EPA Project Officer: Hahn, Intaek
Project Period: October 1, 2005 through September 30, 2008 (Extended to September 30, 2009)
Project Amount: $363,680
RFA: Exploratory Research: Nanotechnology Research Grants Investigating Environmental and Human Health Effects of Manufactured Nanomaterials: A Joint Research Solicitation - EPA, NSF, NIOSH (2005) RFA Text | Recipients Lists
Research Category: Nanotechnology , Safer Chemicals
Objective:
The overall objectives of our research are to evaluate: 1) the bioavailability and toxicity of manufactured nanoparticles (ZnO-np) as a function of particle size to the model bacteria, Burkholderia vietnamiensis PR1301 and the model detritivore Caenorhabditis elegans as referenced against aqueous Zn2+ (Zn2+ aq), 2) the ability of manufactured ZnO-np to be transferred from one trophic level to the next as assessed in the simple food chain consisting of pre-exposed PR1 and C. elegans, and 3) the synergistic or antagonistic effects of manufactured ZnO-np on the toxicity of Cu2+ to PR1 and C. elegans. These three overall objectives will be approached in the context of the following four hypotheses:
Hypothesis 1: The bioavailability and toxicity of manufactured ZnO-np increases with decreasing particle size (i.e., 3 nm vs. 80 nm).

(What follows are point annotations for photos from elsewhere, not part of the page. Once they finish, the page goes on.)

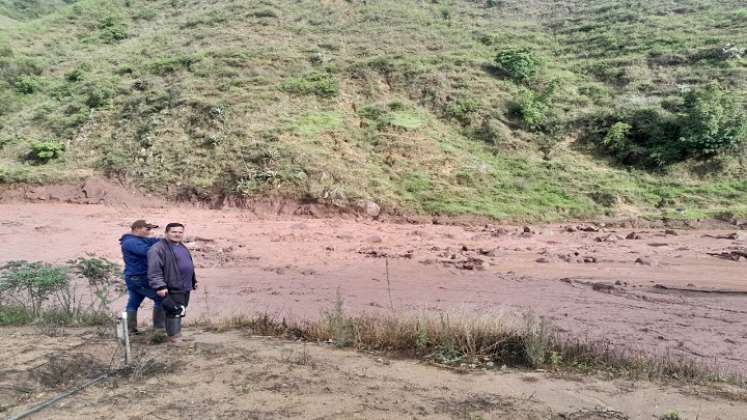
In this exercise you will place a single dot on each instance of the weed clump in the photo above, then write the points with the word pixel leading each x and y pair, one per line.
pixel 324 85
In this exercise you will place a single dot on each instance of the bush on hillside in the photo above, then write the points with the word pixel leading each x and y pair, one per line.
pixel 535 108
pixel 28 84
pixel 463 110
pixel 46 294
pixel 44 151
pixel 521 65
pixel 112 30
pixel 714 120
pixel 320 84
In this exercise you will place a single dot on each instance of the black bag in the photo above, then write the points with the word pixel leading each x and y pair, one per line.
pixel 172 307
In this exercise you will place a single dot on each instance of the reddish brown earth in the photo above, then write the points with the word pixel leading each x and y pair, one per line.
pixel 586 280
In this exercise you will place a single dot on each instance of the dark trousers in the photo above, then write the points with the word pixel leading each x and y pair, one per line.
pixel 137 290
pixel 179 298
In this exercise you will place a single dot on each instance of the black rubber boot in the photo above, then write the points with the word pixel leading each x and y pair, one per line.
pixel 173 327
pixel 159 319
pixel 132 322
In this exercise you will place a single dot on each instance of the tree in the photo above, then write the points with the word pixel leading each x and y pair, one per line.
pixel 714 120
pixel 521 65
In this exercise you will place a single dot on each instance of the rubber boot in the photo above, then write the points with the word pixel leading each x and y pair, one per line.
pixel 132 322
pixel 159 319
pixel 173 326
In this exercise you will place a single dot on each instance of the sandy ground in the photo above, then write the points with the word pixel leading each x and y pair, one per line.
pixel 234 376
pixel 660 291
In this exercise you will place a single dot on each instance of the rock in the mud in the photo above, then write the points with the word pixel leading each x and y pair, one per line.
pixel 369 208
pixel 644 261
pixel 612 237
pixel 587 228
pixel 603 287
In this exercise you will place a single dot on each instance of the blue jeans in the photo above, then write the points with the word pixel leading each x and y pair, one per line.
pixel 137 290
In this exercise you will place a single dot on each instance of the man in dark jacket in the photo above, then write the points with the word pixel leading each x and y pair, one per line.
pixel 171 273
pixel 135 247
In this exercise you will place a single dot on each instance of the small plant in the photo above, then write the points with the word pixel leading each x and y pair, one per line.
pixel 45 151
pixel 103 277
pixel 28 84
pixel 463 110
pixel 29 285
pixel 521 65
pixel 537 340
pixel 320 84
pixel 714 120
pixel 670 415
pixel 112 30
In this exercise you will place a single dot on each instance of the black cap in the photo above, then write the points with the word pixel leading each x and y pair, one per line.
pixel 137 224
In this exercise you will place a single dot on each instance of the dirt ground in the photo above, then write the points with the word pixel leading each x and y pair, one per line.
pixel 677 290
pixel 235 376
pixel 671 290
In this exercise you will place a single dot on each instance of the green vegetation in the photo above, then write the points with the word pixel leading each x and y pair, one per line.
pixel 485 342
pixel 48 295
pixel 523 110
pixel 521 65
pixel 44 151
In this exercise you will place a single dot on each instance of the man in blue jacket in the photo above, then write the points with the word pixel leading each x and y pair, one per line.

Hypothesis 2: The toxicity of ZnO nanoparticles to PR1 and C. elegans is lower than an equivalent concentration of dissolved Zn2+.
Hypothesis 3: The bioavailability and toxicity of ZnO-np introduced via trophic transfer differs from direct exposure.
Hypothesis 4: ZnO-np alter the bioavailability and toxicity of dissolved metals
Summary/Accomplishments (Outputs/Outcomes):
GRANT UPDATES
The research designed to address the overall objectives and test the proposed hypotheses was separated into identifiable tasks and spread over the project’s more than three year span (Fig 1). While the overall aim of the project did not change, the trophic transfer research on pre-exposed B. vietnamiensis consumed by C. elegans was analytically challenging and experiments were expanded to include an additional detritivore, the model earthworm Eisenia fetida. Also, based on initial results on the importance of acetate, a constitutive acetate utilizing metal sensitive bacteria Cupriavidus necator was included starting in year 2.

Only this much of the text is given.